Le progrès aidant, les institutions fondamentales d’un pays comme la France butent contre leurs limites. Deux exemples probants parmi tant d’autres : le statut des mineurs délinquants qui n’est guère adapté à la situation actuelle au point que des criminels en profitent pour échapper à la loi, et les limites ou les insuffisances des lois sur la laïcité. Certes, certaines lois ont été promulguées dans l’urgence et sous la contrainte des événements. Mais il n’est pas nécessaire de remonter à Catherine de Médicis pour évaluer justement l’importance de séparer le politique du religieux. Il fallait prendre des mesures, parfois draconiennes mais inévitables.
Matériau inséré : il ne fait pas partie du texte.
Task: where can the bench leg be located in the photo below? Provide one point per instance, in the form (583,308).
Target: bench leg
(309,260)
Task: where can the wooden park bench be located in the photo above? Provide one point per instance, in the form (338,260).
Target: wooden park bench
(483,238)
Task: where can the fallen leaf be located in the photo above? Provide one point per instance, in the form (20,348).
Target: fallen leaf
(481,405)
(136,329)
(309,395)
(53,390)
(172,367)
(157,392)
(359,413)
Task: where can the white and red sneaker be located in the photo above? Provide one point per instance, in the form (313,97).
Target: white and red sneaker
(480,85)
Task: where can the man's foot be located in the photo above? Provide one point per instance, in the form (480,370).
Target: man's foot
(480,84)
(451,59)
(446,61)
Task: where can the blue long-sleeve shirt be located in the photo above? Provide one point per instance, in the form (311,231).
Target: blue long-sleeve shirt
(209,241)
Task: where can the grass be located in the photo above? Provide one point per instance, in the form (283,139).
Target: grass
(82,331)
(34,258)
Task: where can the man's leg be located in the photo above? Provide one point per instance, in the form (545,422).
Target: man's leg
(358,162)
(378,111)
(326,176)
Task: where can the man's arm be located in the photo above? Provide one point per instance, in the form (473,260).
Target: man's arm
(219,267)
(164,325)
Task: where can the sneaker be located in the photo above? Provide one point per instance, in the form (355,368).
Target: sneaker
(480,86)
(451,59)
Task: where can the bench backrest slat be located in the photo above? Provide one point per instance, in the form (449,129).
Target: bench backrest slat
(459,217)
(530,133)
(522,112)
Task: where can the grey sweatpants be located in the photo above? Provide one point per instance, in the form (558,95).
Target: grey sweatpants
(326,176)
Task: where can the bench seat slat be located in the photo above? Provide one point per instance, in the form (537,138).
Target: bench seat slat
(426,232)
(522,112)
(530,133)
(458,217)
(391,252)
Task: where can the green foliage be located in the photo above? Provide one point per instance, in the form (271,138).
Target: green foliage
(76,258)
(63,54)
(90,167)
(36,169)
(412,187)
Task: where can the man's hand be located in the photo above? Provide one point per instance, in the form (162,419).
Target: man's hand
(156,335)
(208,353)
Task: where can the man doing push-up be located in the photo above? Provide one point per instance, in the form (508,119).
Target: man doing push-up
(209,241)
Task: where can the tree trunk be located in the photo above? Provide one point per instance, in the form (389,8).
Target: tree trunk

Aujourd’hui, on se rend compte de la paralysie ou de l’esprit timoré des gouvernants puisque l’on entreprend de combler les lacunes des lois qui ne parviennent plus à accomplir leur effet, c’est-à-dire à produire ce qu’on attend d’elles. Autre constat : la France et sa théorie d’une laïcité ferme mais raisonnable souffre d’un isolement croissant dans une Europe qui voit les choses autrement.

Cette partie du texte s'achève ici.